Israel hatte den arabischen Ostteil Jerusalems im Sechs-Tage-Krieg 1967 erobert und beansprucht ganz Jerusalem als Hauptstadt. Dies wird international nicht anerkannt. Die Palästinenser fordern Ost-Jerusalem als künftige Hauptstadt.

Abbas sagte bei dem OIC-Gipfel, die Palästinenser strebten weiter eine UNO-Vollmitgliedschaft an. Bisher sind sie Beobachterstaat. Weltweit haben bis heute rund 140 Staaten Palästina als souveränen Staat anerkannt, Österreich ist nicht darunter. Die OIC ist ein Zusammenschluss von 57 Staaten und versteht sich als “kollektive Stimme der muslimischen Welt”. Vergangene Woche hatte Erdogan gesagt: “Auf diesem Gipfel werden wir die gesamte islamische Welt in Bewegung setzen.”

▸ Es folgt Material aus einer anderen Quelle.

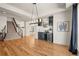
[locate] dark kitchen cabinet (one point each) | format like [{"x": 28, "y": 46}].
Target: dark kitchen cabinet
[
  {"x": 41, "y": 35},
  {"x": 45, "y": 36}
]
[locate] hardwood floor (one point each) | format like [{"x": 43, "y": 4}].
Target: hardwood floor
[{"x": 31, "y": 47}]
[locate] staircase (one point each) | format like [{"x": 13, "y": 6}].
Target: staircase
[
  {"x": 11, "y": 31},
  {"x": 3, "y": 34}
]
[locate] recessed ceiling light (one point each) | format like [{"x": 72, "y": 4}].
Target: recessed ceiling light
[{"x": 3, "y": 12}]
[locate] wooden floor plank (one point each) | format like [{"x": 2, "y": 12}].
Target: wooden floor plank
[{"x": 29, "y": 46}]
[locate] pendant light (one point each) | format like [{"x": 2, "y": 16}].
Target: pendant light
[{"x": 38, "y": 18}]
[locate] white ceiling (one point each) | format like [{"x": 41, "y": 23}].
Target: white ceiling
[
  {"x": 24, "y": 10},
  {"x": 43, "y": 8}
]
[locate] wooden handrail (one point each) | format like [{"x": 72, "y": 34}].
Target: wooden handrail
[{"x": 3, "y": 33}]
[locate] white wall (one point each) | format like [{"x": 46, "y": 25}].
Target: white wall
[
  {"x": 78, "y": 29},
  {"x": 3, "y": 21},
  {"x": 62, "y": 37}
]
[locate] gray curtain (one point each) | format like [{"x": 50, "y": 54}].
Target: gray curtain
[{"x": 73, "y": 42}]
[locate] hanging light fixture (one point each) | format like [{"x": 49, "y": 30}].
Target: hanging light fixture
[{"x": 38, "y": 18}]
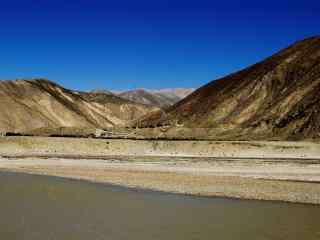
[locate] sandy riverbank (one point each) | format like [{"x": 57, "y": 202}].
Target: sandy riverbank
[
  {"x": 286, "y": 171},
  {"x": 284, "y": 180}
]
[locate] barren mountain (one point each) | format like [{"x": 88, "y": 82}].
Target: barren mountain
[
  {"x": 160, "y": 98},
  {"x": 278, "y": 98},
  {"x": 33, "y": 104}
]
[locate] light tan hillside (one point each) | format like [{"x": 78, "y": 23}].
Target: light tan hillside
[{"x": 32, "y": 104}]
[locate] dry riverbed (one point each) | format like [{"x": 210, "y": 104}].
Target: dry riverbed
[{"x": 292, "y": 180}]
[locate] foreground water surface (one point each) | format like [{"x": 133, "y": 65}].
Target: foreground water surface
[{"x": 39, "y": 207}]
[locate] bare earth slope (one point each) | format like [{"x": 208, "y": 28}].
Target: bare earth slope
[
  {"x": 162, "y": 98},
  {"x": 276, "y": 98},
  {"x": 33, "y": 104}
]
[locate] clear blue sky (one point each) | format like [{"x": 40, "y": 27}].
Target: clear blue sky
[{"x": 153, "y": 44}]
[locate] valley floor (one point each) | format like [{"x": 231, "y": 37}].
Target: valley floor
[{"x": 292, "y": 180}]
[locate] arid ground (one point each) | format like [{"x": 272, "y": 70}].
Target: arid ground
[{"x": 285, "y": 171}]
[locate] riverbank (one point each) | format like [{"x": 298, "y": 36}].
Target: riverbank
[
  {"x": 284, "y": 171},
  {"x": 282, "y": 180}
]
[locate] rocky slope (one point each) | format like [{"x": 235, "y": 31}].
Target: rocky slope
[
  {"x": 34, "y": 104},
  {"x": 278, "y": 98},
  {"x": 162, "y": 98}
]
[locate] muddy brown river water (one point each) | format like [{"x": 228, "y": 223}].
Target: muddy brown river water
[{"x": 38, "y": 207}]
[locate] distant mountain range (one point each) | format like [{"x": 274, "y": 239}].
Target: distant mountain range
[
  {"x": 278, "y": 98},
  {"x": 162, "y": 98}
]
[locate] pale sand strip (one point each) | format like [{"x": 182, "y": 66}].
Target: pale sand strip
[{"x": 250, "y": 179}]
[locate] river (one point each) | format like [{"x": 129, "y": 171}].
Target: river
[{"x": 39, "y": 207}]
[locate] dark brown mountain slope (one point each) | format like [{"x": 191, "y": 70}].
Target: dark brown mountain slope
[
  {"x": 276, "y": 98},
  {"x": 32, "y": 104}
]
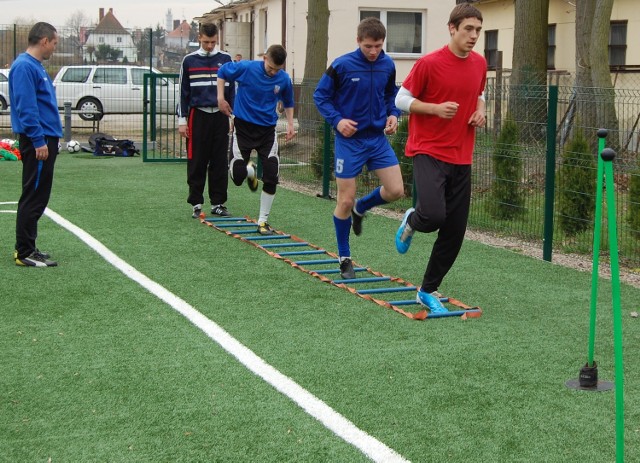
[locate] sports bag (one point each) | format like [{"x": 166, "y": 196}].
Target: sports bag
[{"x": 106, "y": 145}]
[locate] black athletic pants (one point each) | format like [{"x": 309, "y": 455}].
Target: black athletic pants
[
  {"x": 207, "y": 156},
  {"x": 444, "y": 194},
  {"x": 36, "y": 191}
]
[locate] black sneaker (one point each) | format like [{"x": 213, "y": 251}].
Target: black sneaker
[
  {"x": 220, "y": 210},
  {"x": 46, "y": 255},
  {"x": 265, "y": 229},
  {"x": 346, "y": 269},
  {"x": 252, "y": 180},
  {"x": 356, "y": 221},
  {"x": 35, "y": 259}
]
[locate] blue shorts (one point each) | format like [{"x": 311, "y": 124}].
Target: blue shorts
[{"x": 353, "y": 153}]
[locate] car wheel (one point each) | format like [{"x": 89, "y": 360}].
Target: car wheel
[{"x": 90, "y": 109}]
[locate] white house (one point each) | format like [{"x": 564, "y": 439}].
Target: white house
[
  {"x": 110, "y": 32},
  {"x": 414, "y": 27}
]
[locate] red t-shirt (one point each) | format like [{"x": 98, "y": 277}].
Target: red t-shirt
[{"x": 435, "y": 78}]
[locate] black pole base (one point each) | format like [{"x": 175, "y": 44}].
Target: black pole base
[{"x": 588, "y": 380}]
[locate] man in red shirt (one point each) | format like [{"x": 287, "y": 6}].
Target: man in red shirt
[{"x": 444, "y": 95}]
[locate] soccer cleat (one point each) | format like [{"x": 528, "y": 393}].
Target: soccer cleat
[
  {"x": 252, "y": 179},
  {"x": 346, "y": 269},
  {"x": 404, "y": 233},
  {"x": 430, "y": 301},
  {"x": 35, "y": 259},
  {"x": 265, "y": 229},
  {"x": 220, "y": 210},
  {"x": 46, "y": 255},
  {"x": 356, "y": 221}
]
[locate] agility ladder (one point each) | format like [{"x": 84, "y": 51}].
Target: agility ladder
[{"x": 276, "y": 245}]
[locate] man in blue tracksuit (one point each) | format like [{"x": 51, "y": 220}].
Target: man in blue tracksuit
[
  {"x": 35, "y": 119},
  {"x": 261, "y": 85},
  {"x": 203, "y": 125},
  {"x": 356, "y": 95}
]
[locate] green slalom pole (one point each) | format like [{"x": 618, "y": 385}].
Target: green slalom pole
[
  {"x": 602, "y": 134},
  {"x": 608, "y": 155}
]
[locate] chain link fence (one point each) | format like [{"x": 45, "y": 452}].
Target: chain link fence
[{"x": 534, "y": 172}]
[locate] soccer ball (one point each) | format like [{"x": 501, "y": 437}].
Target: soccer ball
[{"x": 73, "y": 146}]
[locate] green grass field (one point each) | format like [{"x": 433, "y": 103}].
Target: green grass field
[{"x": 96, "y": 368}]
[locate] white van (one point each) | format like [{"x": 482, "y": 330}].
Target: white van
[{"x": 96, "y": 90}]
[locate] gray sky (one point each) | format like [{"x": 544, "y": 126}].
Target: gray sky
[{"x": 130, "y": 13}]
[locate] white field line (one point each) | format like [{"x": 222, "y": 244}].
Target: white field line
[{"x": 342, "y": 427}]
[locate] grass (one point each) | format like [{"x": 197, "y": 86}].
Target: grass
[{"x": 95, "y": 368}]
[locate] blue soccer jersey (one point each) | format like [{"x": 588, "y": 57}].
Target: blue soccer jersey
[{"x": 258, "y": 93}]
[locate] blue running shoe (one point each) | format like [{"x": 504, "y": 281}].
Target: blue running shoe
[
  {"x": 404, "y": 233},
  {"x": 431, "y": 301}
]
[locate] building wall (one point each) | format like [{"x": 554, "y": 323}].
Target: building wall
[
  {"x": 499, "y": 14},
  {"x": 126, "y": 45},
  {"x": 343, "y": 21}
]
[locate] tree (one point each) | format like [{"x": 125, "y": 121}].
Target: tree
[
  {"x": 594, "y": 100},
  {"x": 528, "y": 98},
  {"x": 315, "y": 60}
]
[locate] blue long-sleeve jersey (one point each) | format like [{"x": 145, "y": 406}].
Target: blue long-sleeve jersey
[
  {"x": 198, "y": 81},
  {"x": 34, "y": 110},
  {"x": 258, "y": 93},
  {"x": 358, "y": 89}
]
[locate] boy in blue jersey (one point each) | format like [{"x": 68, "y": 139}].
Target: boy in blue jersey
[
  {"x": 203, "y": 125},
  {"x": 36, "y": 121},
  {"x": 260, "y": 85},
  {"x": 356, "y": 95}
]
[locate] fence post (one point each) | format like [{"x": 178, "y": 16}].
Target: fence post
[
  {"x": 550, "y": 173},
  {"x": 67, "y": 120},
  {"x": 326, "y": 158},
  {"x": 15, "y": 42}
]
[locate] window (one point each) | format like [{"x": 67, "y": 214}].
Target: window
[
  {"x": 76, "y": 75},
  {"x": 618, "y": 43},
  {"x": 137, "y": 76},
  {"x": 110, "y": 76},
  {"x": 551, "y": 46},
  {"x": 491, "y": 48},
  {"x": 404, "y": 29}
]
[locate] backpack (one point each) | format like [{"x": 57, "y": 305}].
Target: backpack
[{"x": 105, "y": 145}]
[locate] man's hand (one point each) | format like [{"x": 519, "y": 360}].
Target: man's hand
[
  {"x": 447, "y": 110},
  {"x": 42, "y": 153},
  {"x": 478, "y": 119},
  {"x": 392, "y": 125},
  {"x": 184, "y": 131},
  {"x": 225, "y": 107},
  {"x": 347, "y": 127}
]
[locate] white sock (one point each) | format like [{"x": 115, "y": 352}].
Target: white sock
[
  {"x": 266, "y": 201},
  {"x": 250, "y": 171}
]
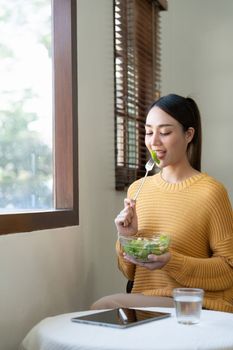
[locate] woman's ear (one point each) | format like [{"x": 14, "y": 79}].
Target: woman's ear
[{"x": 189, "y": 133}]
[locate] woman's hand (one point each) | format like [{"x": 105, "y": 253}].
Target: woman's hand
[
  {"x": 127, "y": 221},
  {"x": 155, "y": 261}
]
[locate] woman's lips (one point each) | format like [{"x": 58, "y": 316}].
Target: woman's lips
[{"x": 160, "y": 154}]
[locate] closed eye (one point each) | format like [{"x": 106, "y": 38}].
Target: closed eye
[{"x": 165, "y": 133}]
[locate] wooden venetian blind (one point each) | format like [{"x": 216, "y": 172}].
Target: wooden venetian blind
[{"x": 137, "y": 82}]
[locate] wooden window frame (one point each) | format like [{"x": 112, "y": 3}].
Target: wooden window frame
[
  {"x": 65, "y": 131},
  {"x": 137, "y": 82}
]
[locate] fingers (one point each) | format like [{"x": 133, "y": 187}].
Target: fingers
[
  {"x": 126, "y": 215},
  {"x": 129, "y": 203},
  {"x": 155, "y": 261}
]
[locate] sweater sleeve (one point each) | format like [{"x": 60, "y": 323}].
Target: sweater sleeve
[{"x": 216, "y": 272}]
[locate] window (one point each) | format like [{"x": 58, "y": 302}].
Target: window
[
  {"x": 61, "y": 209},
  {"x": 137, "y": 82}
]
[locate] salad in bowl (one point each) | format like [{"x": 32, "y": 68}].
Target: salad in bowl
[{"x": 140, "y": 247}]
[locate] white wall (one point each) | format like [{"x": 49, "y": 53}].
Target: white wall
[
  {"x": 58, "y": 271},
  {"x": 197, "y": 54}
]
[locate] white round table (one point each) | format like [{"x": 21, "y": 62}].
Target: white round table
[{"x": 215, "y": 331}]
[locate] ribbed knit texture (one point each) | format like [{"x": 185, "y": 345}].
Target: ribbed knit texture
[{"x": 197, "y": 215}]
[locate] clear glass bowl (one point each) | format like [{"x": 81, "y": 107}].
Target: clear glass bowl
[{"x": 140, "y": 247}]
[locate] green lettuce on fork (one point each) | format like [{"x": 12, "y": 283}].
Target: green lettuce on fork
[{"x": 140, "y": 247}]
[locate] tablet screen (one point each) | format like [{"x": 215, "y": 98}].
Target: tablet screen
[{"x": 121, "y": 317}]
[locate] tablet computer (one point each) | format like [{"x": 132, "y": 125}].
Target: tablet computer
[{"x": 121, "y": 317}]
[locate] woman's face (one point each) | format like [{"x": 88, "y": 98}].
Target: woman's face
[{"x": 165, "y": 135}]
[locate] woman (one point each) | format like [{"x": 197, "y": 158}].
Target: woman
[{"x": 192, "y": 207}]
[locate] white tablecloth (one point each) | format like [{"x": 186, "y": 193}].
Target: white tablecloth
[{"x": 215, "y": 331}]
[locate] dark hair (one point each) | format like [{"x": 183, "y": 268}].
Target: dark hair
[{"x": 186, "y": 112}]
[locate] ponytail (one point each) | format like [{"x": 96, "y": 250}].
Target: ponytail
[{"x": 186, "y": 112}]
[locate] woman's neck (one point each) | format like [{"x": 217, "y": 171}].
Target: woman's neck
[{"x": 175, "y": 174}]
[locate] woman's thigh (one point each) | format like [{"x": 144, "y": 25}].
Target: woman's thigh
[{"x": 131, "y": 300}]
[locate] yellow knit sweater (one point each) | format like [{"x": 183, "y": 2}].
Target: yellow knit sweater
[{"x": 197, "y": 215}]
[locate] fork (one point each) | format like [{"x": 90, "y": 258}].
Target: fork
[{"x": 149, "y": 166}]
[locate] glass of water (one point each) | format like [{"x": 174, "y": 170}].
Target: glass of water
[{"x": 188, "y": 304}]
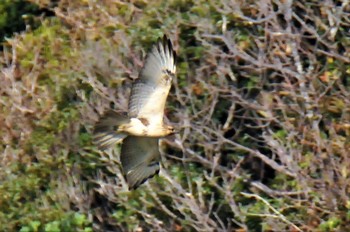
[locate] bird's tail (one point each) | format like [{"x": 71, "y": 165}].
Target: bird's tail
[{"x": 106, "y": 133}]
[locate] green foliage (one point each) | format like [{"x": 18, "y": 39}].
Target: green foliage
[
  {"x": 262, "y": 145},
  {"x": 15, "y": 15}
]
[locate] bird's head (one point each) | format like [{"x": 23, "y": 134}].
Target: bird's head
[{"x": 171, "y": 130}]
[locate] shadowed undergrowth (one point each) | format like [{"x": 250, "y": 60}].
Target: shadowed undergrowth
[{"x": 261, "y": 99}]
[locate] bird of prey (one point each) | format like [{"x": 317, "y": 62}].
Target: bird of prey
[{"x": 142, "y": 127}]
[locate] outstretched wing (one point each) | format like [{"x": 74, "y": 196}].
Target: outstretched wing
[
  {"x": 105, "y": 132},
  {"x": 150, "y": 90},
  {"x": 140, "y": 158}
]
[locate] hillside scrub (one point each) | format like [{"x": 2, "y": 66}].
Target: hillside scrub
[{"x": 261, "y": 99}]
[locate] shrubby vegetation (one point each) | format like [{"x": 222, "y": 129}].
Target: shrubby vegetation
[{"x": 261, "y": 98}]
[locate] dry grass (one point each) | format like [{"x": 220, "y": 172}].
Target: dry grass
[{"x": 261, "y": 98}]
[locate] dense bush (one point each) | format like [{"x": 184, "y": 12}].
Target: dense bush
[{"x": 262, "y": 99}]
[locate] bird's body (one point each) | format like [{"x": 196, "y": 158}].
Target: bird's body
[{"x": 143, "y": 126}]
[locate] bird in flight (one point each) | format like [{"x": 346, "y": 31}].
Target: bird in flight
[{"x": 143, "y": 125}]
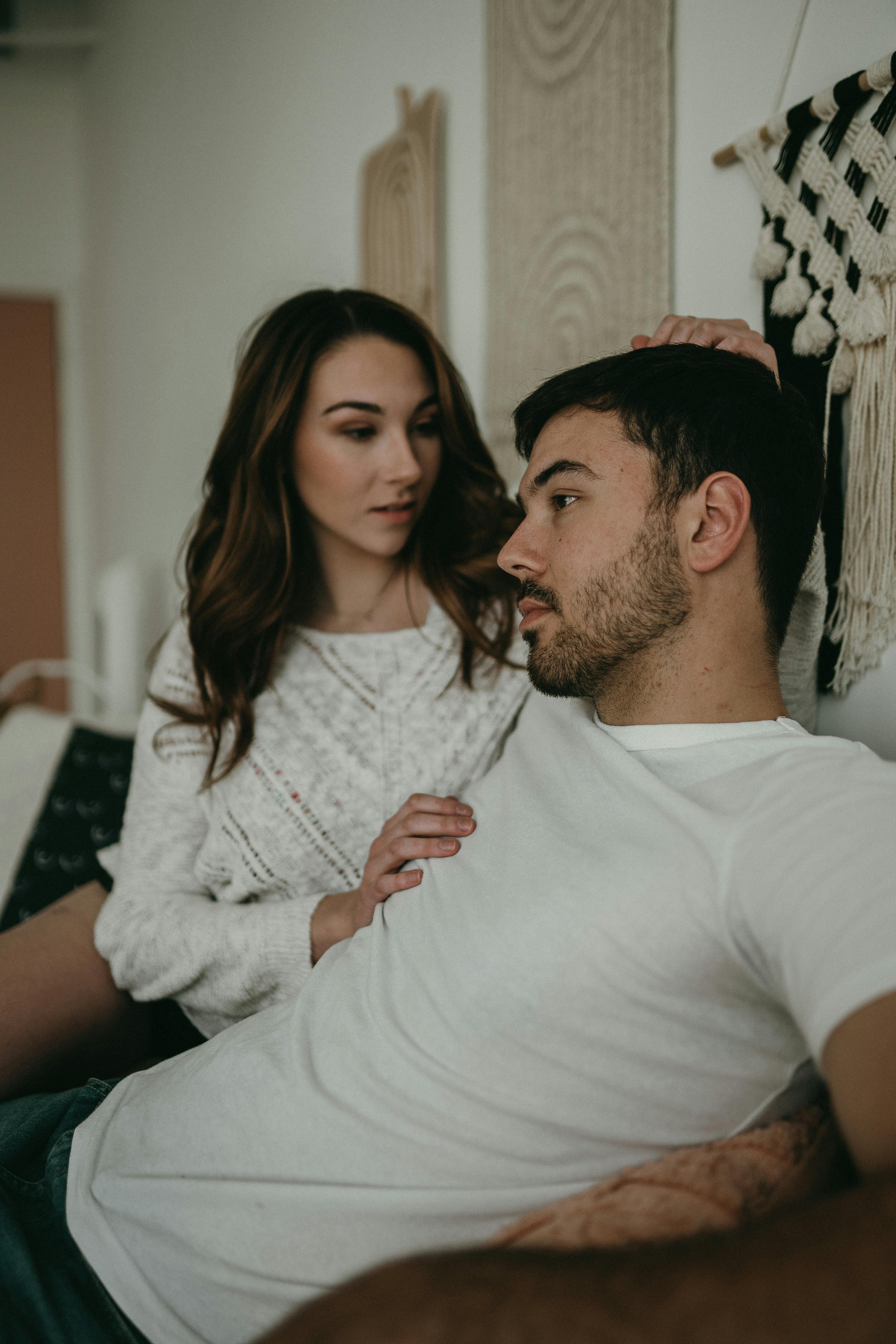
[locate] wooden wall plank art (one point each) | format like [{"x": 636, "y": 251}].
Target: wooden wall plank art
[
  {"x": 580, "y": 189},
  {"x": 401, "y": 210}
]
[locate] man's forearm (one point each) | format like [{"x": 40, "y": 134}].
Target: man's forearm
[{"x": 823, "y": 1276}]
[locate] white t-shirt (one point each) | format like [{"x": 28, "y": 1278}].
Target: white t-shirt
[{"x": 648, "y": 933}]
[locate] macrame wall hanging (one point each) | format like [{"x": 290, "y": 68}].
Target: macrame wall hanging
[
  {"x": 580, "y": 189},
  {"x": 401, "y": 210},
  {"x": 829, "y": 264}
]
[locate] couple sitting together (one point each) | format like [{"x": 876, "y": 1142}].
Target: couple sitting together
[{"x": 663, "y": 896}]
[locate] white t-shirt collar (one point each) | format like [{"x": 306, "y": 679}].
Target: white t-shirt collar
[{"x": 655, "y": 737}]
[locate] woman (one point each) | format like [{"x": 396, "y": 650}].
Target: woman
[{"x": 344, "y": 646}]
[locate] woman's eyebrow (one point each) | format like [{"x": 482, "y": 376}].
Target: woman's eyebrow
[
  {"x": 374, "y": 408},
  {"x": 355, "y": 406}
]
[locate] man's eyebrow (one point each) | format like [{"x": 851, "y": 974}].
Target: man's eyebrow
[
  {"x": 374, "y": 408},
  {"x": 562, "y": 467}
]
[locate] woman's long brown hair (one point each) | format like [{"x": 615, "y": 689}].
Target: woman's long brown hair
[{"x": 252, "y": 566}]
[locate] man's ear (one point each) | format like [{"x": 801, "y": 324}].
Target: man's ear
[{"x": 715, "y": 517}]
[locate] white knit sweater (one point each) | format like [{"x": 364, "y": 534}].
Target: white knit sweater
[{"x": 216, "y": 889}]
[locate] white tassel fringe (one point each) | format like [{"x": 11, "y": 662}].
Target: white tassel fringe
[
  {"x": 770, "y": 257},
  {"x": 793, "y": 294},
  {"x": 864, "y": 618},
  {"x": 815, "y": 333},
  {"x": 843, "y": 369}
]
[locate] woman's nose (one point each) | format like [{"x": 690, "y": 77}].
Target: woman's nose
[{"x": 402, "y": 464}]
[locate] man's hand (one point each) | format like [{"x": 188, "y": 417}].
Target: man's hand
[
  {"x": 424, "y": 828},
  {"x": 730, "y": 334}
]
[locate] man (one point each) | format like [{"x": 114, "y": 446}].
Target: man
[{"x": 663, "y": 912}]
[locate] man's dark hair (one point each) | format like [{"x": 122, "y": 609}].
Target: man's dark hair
[{"x": 699, "y": 412}]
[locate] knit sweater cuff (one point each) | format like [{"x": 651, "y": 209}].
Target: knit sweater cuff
[{"x": 289, "y": 951}]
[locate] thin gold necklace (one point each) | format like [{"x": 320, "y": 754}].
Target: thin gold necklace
[{"x": 366, "y": 616}]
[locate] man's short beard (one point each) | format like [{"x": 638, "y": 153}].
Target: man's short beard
[{"x": 616, "y": 615}]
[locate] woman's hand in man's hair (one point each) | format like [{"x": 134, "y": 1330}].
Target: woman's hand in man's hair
[
  {"x": 731, "y": 334},
  {"x": 426, "y": 827}
]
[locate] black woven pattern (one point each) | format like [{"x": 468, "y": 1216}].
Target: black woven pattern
[{"x": 82, "y": 814}]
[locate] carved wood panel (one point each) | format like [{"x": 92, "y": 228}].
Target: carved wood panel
[
  {"x": 580, "y": 189},
  {"x": 401, "y": 210}
]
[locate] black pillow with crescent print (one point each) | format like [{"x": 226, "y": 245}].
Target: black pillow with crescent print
[{"x": 82, "y": 814}]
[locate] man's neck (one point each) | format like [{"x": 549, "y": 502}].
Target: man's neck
[{"x": 686, "y": 681}]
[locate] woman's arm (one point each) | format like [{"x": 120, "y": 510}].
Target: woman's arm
[
  {"x": 426, "y": 827},
  {"x": 162, "y": 931}
]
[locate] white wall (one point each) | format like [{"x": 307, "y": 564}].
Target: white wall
[
  {"x": 225, "y": 142},
  {"x": 42, "y": 255},
  {"x": 729, "y": 62}
]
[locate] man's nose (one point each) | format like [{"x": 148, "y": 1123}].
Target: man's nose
[{"x": 522, "y": 556}]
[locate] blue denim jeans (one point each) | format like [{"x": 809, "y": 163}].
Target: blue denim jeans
[{"x": 49, "y": 1295}]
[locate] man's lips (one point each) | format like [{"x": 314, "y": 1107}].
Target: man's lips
[{"x": 531, "y": 612}]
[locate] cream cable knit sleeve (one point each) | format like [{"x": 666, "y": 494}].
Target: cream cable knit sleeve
[{"x": 216, "y": 889}]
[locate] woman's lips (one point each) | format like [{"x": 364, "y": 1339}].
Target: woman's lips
[
  {"x": 395, "y": 513},
  {"x": 531, "y": 612}
]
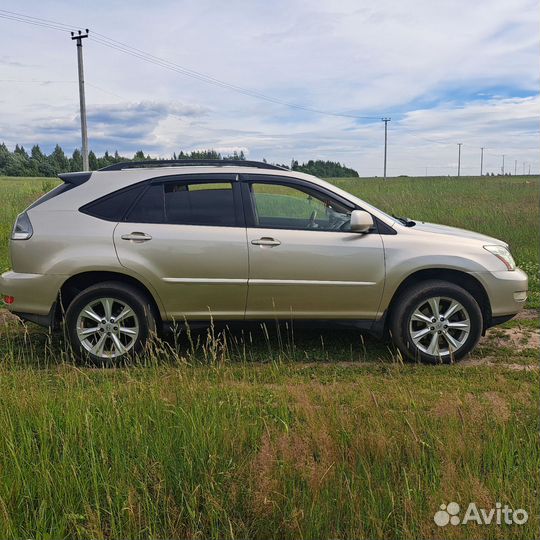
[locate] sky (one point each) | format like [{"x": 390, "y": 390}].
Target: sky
[{"x": 445, "y": 72}]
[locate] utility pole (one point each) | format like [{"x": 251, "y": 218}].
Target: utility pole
[
  {"x": 82, "y": 100},
  {"x": 385, "y": 120},
  {"x": 482, "y": 161}
]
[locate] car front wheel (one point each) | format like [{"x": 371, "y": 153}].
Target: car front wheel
[
  {"x": 109, "y": 323},
  {"x": 436, "y": 322}
]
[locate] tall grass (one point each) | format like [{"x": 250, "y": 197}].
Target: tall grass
[
  {"x": 202, "y": 442},
  {"x": 272, "y": 432}
]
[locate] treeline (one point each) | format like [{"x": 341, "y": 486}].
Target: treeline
[
  {"x": 326, "y": 169},
  {"x": 36, "y": 163}
]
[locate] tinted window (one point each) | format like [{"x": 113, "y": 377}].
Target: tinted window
[
  {"x": 186, "y": 204},
  {"x": 113, "y": 207},
  {"x": 283, "y": 207},
  {"x": 150, "y": 207}
]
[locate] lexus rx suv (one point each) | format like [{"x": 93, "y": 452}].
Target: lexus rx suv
[{"x": 118, "y": 254}]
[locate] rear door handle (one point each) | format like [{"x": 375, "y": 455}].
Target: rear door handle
[
  {"x": 266, "y": 241},
  {"x": 137, "y": 237}
]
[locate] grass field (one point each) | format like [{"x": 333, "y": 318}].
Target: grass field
[{"x": 276, "y": 434}]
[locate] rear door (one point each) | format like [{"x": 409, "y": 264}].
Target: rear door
[
  {"x": 186, "y": 235},
  {"x": 304, "y": 260}
]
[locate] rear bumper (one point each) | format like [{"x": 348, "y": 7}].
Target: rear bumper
[
  {"x": 507, "y": 292},
  {"x": 34, "y": 294}
]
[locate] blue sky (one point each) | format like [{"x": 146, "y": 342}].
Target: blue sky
[{"x": 444, "y": 71}]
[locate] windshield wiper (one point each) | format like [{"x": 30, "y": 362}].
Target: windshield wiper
[{"x": 406, "y": 221}]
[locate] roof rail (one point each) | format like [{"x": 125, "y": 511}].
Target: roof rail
[{"x": 190, "y": 162}]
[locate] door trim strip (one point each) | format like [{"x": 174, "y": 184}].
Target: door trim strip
[{"x": 231, "y": 281}]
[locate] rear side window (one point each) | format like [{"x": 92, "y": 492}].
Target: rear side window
[
  {"x": 187, "y": 204},
  {"x": 113, "y": 207}
]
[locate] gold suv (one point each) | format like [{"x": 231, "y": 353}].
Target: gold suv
[{"x": 119, "y": 253}]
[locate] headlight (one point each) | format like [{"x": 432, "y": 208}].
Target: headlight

Nach neuen Raketenangriffen militanter Palästinenser beschoss die israelische Luftwaffe unterdessen erneut ein Ziel im Gazastreifen. Im Süden des palästinensischen Gebiets am Mittelmeer sei in der Nacht eine Militäreinrichtung der radikal-islamischen Hamas bombardiert worden, teilte eine Armeesprecherin in Tel Aviv am Mittwoch mit. Am Mittwoch wurden zudem drei mutmaßliche Hamas-Aktivisten festgenommen, wie der israelische Inlandsgeheimdienst Shin Bet mitteilte. Dadurch soll laut Sicherheitsbehörden eine mögliche Entführung eines israelischen Staatsbürgers durch die Hamas vereitelt worden sein.

Nach türkischen Angaben nahmen Staats- oder Regierungschefs von mehr als 20 Ländern an dem Gipfel in Istanbul teil. Darunter waren die Präsidenten des Irans, Indonesiens, Afghanistans und Somalias, die Emire Katars und Kuwaits sowie Jordaniens König Abdullah II. Weniger prominent vertreten sind jene OIC-Länder, die zusammen mit Saudi-Arabien vor einem halben Jahr eine Blockade gegen Katar begonnen haben. Saudi-Arabien schickte den Religionsminister nach Istanbul, Ägypten den Außenminister, die Vereinigten Arabischen Emirate ihren Vize-Außenminister. Umstritten war die Teilnahme des wegen Völkermords und Kriegsverbrechens gesuchten sudanesischen Präsidenten Omar al-Bashir. Auslandsreisen al-Bashirs sorgen immer wieder für Kontroversen, da zumindest die Mitgliedstaaten des Internationalen Strafgerichtshofs (IStGH/ICC) zu seiner Festnahme verpflichtet sind. Die Türkei gehört allerdings nicht dazu.